Easter Eggs: Decorating, Hunts and Bunnies
Easter Eggs are an important part of the Easter tradition. Learn about their history, and about Easter Eggs around the world.
Easter Eggs
The association of eggs with the Easter Bunny is actually a recent one. It seems to be the result of an ad campaign (believe it or not) by European candy makers who wanted to advertise their product. The egg, long a symbol of fertility, had long been a traditional staple of Easter celebrations. The pairing of the Easter Egg and the Easter Bunny at the end of the nineteenth century was not only a stroke of marketing genius, but also well-founded in the traditions of the past.
Decorating Easter Eggs
While no one can say when the practice of giving eggs actually became associated with Easter, the decorating of eggs is as diverse as the cultures that engage in the practice. It is known that the eggs were painted with bright colors to celebrate spring and were used in Easter egg-rolling contests and given as gifts, a practice that predated the advent of Christianity. Medieval records note that eggs were often given as Easter gifts to servants by their masters. What is known is that the egg, like the rabbit, was a symbol of renewal of life and therefore a logical symbol for the celebration of Easter.
The methods of decoration are as varied as the peoples who practice it. Some of the most elaborate are the Ukrainian Pysanki eggs. These ornate objects are truly works of art. First, melted beeswax is applied to the white, unblemished shell using a brass cone mounted on a stick; this tool is known as a Kistka. Then, the egg is dipped into the first of a series of dyes; this process is repeated numerous times. The wax is then melted off the egg to reveal the ovoid masterpiece.
Easter Eggs Around the World
The Greeks dye their Easter Eggs red to symbolize and honor the blood of Christ, while those in Germany and Austria, traditionally give green eggs on Maundy (or Holy) Thursday—the day commemorating Christ's Last Supper. In Slavic countries, decorating eggs in special patterns of gold and silver adds luster to the shell and to the sharing.
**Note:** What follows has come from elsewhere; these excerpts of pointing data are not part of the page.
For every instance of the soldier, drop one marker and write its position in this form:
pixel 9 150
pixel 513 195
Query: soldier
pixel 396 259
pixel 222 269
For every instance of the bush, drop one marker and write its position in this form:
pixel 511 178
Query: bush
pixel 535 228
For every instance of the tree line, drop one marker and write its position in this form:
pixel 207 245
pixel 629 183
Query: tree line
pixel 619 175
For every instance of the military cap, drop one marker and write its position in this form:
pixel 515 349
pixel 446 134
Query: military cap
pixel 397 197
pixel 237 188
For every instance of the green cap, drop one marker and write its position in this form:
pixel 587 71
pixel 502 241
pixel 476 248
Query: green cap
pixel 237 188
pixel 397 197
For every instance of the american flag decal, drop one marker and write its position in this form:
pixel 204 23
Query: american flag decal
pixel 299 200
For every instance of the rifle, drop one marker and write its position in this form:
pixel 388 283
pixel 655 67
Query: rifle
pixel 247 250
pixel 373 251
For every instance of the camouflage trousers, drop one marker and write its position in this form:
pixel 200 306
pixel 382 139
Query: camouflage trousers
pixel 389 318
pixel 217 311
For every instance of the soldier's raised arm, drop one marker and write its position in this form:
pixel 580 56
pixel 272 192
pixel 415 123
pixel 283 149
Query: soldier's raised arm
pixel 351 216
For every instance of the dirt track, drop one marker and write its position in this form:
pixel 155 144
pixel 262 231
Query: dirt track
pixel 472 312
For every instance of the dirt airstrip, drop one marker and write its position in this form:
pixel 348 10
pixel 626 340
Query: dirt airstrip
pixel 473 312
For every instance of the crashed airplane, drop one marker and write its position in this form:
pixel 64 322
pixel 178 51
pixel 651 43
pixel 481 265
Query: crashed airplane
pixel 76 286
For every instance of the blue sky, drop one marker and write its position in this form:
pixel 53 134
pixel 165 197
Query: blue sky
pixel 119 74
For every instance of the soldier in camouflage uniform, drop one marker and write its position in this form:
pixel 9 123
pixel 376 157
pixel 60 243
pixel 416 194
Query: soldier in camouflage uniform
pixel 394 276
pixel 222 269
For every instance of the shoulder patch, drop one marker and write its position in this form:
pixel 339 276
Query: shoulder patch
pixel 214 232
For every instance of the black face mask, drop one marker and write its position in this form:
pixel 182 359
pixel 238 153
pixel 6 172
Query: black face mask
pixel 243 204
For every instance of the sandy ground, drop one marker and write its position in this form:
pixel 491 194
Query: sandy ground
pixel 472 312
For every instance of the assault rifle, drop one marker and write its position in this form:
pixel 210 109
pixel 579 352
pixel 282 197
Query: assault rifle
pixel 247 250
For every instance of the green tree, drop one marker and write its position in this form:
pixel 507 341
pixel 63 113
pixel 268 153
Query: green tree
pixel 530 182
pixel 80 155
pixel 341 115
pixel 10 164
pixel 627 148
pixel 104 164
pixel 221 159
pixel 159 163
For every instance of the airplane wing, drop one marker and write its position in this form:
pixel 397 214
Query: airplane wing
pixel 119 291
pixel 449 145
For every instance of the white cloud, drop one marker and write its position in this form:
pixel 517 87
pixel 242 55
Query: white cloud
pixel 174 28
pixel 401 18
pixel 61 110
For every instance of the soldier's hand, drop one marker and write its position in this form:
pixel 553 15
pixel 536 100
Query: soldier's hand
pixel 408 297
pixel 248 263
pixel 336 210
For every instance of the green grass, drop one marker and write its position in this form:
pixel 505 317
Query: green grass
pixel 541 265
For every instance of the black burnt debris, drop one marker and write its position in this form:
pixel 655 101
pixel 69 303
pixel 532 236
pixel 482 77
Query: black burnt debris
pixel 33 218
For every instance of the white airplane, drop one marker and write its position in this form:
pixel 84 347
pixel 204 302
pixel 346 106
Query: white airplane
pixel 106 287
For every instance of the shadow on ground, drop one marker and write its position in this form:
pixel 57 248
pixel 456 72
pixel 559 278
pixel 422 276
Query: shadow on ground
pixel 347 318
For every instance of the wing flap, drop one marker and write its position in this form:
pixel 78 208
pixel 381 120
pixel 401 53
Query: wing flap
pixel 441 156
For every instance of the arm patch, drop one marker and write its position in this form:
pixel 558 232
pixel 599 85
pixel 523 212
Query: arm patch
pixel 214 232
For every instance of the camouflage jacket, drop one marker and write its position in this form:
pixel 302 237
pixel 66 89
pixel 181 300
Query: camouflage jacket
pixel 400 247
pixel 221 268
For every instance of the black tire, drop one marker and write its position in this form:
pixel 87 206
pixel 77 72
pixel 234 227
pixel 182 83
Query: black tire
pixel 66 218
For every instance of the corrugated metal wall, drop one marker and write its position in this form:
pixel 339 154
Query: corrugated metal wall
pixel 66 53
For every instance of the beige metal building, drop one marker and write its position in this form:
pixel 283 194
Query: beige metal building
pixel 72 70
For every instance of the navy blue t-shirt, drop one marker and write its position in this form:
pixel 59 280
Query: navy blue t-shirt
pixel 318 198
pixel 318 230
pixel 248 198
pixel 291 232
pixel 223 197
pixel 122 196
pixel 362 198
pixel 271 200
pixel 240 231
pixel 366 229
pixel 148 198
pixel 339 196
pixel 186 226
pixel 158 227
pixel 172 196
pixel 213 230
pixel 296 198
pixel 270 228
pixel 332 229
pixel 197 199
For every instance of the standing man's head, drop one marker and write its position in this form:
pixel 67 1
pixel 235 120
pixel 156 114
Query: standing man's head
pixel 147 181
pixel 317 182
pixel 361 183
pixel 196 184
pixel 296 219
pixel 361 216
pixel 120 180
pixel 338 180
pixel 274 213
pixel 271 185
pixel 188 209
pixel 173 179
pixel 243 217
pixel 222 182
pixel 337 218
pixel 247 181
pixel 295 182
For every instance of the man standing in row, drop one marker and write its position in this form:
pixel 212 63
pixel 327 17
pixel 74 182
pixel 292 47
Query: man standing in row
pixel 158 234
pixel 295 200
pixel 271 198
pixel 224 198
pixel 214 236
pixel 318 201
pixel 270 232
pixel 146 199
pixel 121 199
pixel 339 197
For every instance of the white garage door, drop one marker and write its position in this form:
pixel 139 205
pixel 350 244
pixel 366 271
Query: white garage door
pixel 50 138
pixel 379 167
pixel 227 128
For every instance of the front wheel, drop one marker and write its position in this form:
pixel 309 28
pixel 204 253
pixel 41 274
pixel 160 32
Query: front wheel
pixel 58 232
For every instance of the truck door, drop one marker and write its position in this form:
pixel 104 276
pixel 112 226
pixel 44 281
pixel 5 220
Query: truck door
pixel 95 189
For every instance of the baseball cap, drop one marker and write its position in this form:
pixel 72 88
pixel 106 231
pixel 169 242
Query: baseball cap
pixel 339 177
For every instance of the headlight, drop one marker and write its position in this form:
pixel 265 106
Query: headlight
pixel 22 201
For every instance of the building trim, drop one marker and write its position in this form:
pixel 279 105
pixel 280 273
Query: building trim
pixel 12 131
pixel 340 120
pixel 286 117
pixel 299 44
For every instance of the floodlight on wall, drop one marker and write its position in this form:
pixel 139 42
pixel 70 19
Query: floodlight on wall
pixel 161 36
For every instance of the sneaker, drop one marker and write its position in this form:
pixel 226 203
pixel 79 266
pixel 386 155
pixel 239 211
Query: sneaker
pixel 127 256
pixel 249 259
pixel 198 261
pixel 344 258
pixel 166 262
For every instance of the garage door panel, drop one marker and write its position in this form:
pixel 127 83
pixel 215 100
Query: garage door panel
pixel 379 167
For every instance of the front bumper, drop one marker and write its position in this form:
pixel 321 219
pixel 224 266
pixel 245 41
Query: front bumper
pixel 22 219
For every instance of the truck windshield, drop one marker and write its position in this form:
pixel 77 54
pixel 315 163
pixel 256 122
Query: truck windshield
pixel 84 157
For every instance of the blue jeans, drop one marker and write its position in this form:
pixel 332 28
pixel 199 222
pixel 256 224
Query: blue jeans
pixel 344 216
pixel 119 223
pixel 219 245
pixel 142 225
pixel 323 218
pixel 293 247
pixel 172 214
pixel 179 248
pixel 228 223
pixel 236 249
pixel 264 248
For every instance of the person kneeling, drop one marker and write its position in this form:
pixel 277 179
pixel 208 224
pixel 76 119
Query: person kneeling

The Armenian tradition is to decorate hollowed out eggshells with religious images significant to the holiday. The Easter Egg hunt itself has also taken many cultural twists and turns. In America, of course, the colored Easter Eggs are hidden and then children search for them. In the northern counties of England, children act out the "Pace Egg Play" and beg for eggs and other presents; the term Pace itself is a derivative of the ancient Hebrew verb posach (to pass over), which has evolved into the better known word and holiday title Pesach, or Passover.
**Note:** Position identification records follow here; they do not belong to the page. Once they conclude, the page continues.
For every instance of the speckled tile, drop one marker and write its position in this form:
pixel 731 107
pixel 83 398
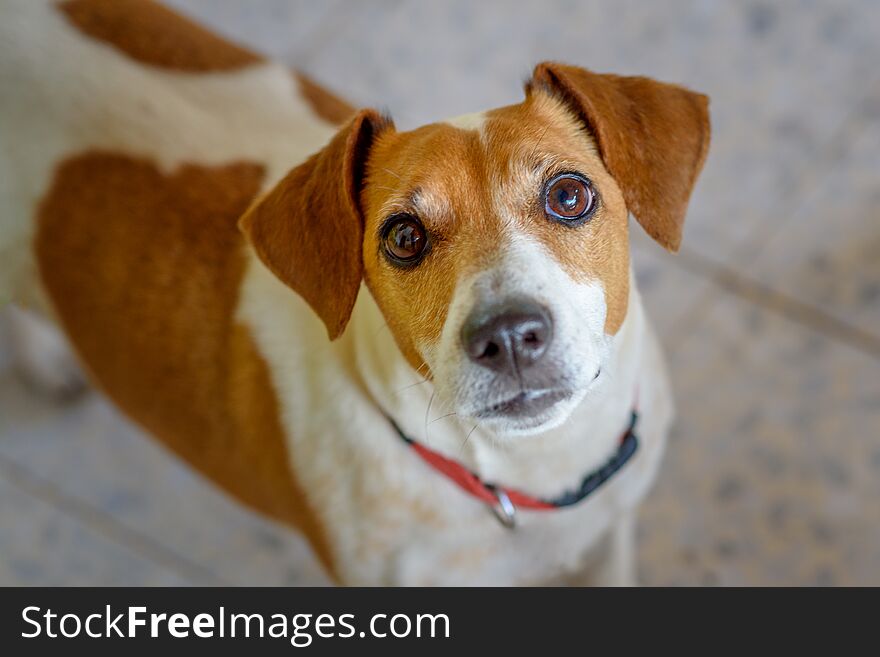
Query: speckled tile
pixel 94 455
pixel 829 256
pixel 282 29
pixel 771 475
pixel 668 289
pixel 783 77
pixel 40 545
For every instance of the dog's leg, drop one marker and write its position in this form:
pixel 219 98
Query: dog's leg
pixel 42 355
pixel 614 563
pixel 618 568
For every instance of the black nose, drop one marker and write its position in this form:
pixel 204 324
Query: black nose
pixel 508 338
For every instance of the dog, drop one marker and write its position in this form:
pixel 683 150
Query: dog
pixel 424 350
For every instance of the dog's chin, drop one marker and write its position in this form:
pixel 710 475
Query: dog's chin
pixel 529 413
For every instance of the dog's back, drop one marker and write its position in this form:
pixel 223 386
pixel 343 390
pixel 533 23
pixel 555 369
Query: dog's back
pixel 132 142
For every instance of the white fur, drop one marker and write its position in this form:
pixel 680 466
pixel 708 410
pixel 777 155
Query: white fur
pixel 389 518
pixel 578 350
pixel 62 93
pixel 472 121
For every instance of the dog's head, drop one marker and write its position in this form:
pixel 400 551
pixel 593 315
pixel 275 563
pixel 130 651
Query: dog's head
pixel 495 244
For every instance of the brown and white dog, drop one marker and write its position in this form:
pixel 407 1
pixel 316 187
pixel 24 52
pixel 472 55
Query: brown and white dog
pixel 473 277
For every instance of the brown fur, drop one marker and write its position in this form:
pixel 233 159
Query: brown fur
pixel 153 34
pixel 143 271
pixel 464 169
pixel 326 105
pixel 653 137
pixel 308 230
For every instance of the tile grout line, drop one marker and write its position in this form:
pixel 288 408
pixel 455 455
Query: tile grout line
pixel 749 250
pixel 104 524
pixel 779 302
pixel 302 55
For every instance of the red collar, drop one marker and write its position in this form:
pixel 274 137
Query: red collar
pixel 504 501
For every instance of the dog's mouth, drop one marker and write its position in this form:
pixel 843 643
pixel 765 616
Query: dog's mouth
pixel 527 403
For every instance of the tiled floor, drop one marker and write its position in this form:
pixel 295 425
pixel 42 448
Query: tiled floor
pixel 771 314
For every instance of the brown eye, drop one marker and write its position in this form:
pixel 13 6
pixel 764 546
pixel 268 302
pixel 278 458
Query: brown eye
pixel 404 239
pixel 569 197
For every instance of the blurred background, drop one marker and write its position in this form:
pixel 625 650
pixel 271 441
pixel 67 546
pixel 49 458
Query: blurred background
pixel 770 315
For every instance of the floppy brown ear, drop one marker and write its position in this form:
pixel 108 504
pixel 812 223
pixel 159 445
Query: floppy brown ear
pixel 652 136
pixel 308 230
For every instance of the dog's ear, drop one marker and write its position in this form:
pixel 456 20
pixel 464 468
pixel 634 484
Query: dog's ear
pixel 652 136
pixel 308 230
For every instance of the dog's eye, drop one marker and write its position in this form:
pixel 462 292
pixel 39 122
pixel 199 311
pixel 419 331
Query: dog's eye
pixel 569 198
pixel 404 239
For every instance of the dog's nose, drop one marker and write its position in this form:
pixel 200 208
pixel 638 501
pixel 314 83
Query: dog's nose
pixel 508 338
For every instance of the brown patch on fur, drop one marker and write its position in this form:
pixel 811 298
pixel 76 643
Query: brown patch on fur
pixel 308 230
pixel 653 137
pixel 326 105
pixel 153 34
pixel 143 270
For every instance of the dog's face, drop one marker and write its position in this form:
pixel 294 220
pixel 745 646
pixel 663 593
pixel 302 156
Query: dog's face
pixel 495 244
pixel 496 247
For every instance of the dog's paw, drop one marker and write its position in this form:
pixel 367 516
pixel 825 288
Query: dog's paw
pixel 42 357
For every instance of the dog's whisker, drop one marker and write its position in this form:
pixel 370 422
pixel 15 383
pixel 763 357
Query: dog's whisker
pixel 411 385
pixel 442 417
pixel 428 413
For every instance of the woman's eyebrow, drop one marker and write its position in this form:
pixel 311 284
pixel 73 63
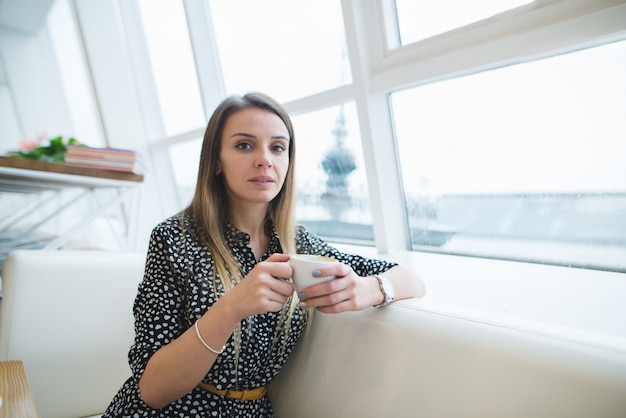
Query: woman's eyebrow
pixel 247 135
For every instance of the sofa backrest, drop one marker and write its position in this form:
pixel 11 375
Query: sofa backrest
pixel 404 361
pixel 68 316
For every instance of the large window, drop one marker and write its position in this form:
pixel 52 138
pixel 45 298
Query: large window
pixel 288 49
pixel 331 182
pixel 524 162
pixel 173 65
pixel 418 20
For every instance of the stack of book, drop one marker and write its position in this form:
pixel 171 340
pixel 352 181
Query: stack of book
pixel 114 159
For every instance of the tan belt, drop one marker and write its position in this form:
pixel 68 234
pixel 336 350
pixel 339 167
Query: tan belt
pixel 242 395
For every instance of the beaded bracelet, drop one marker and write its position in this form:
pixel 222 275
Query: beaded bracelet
pixel 204 342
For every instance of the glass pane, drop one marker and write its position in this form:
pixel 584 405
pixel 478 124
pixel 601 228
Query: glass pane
pixel 419 20
pixel 173 66
pixel 10 135
pixel 280 47
pixel 74 74
pixel 185 158
pixel 524 162
pixel 333 198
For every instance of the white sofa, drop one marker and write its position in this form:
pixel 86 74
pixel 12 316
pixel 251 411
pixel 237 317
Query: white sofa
pixel 68 316
pixel 404 361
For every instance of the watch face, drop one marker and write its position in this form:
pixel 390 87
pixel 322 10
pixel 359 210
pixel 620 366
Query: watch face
pixel 389 290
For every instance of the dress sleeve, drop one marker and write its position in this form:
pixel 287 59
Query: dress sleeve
pixel 309 243
pixel 158 307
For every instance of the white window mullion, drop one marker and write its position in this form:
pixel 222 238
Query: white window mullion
pixel 205 53
pixel 365 49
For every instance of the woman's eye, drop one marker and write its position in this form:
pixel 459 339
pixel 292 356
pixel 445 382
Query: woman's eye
pixel 243 146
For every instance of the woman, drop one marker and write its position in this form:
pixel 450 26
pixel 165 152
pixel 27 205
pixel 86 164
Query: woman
pixel 216 315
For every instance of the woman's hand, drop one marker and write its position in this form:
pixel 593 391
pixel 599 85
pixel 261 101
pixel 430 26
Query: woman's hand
pixel 347 292
pixel 350 292
pixel 264 289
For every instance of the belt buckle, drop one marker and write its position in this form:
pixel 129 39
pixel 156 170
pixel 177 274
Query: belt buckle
pixel 235 394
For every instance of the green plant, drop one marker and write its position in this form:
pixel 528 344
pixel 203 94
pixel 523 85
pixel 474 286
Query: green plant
pixel 53 152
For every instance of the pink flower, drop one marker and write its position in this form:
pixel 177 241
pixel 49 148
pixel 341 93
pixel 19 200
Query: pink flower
pixel 27 145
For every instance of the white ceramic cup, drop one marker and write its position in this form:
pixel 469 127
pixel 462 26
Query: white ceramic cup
pixel 304 265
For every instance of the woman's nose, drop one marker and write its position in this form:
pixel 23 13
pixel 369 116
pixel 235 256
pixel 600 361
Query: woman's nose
pixel 263 159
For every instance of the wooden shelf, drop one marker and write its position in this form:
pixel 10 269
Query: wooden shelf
pixel 23 175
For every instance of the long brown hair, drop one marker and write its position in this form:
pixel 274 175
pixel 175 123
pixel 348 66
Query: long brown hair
pixel 209 206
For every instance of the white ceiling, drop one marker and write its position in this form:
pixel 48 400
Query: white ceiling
pixel 26 16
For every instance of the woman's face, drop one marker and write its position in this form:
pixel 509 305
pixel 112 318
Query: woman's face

Pennsylvania Dutch children believed that if they were good, the Oschter Haws would lay a nest of brightly colored eggs. And, in a far-removed invocation of the egg's primal symbol—fertility—Polish girls used to send eggs to their beloveds as a token of their feelings. Even more interesting is the fact that a roasted egg can take the place of a lamb shank (which mirrored the traditional sacrificial lamb) on the Seder plate at a Jewish Passover celebration.
The egg, like the Rabbit, has become fused into the spring festival of Easter throughout the world. Whether colored, hollowed or made of candy, the source of a child's delight or a symbol of faith, this image of newlife and renewal certainly has made its own nest in the human cultural psyche.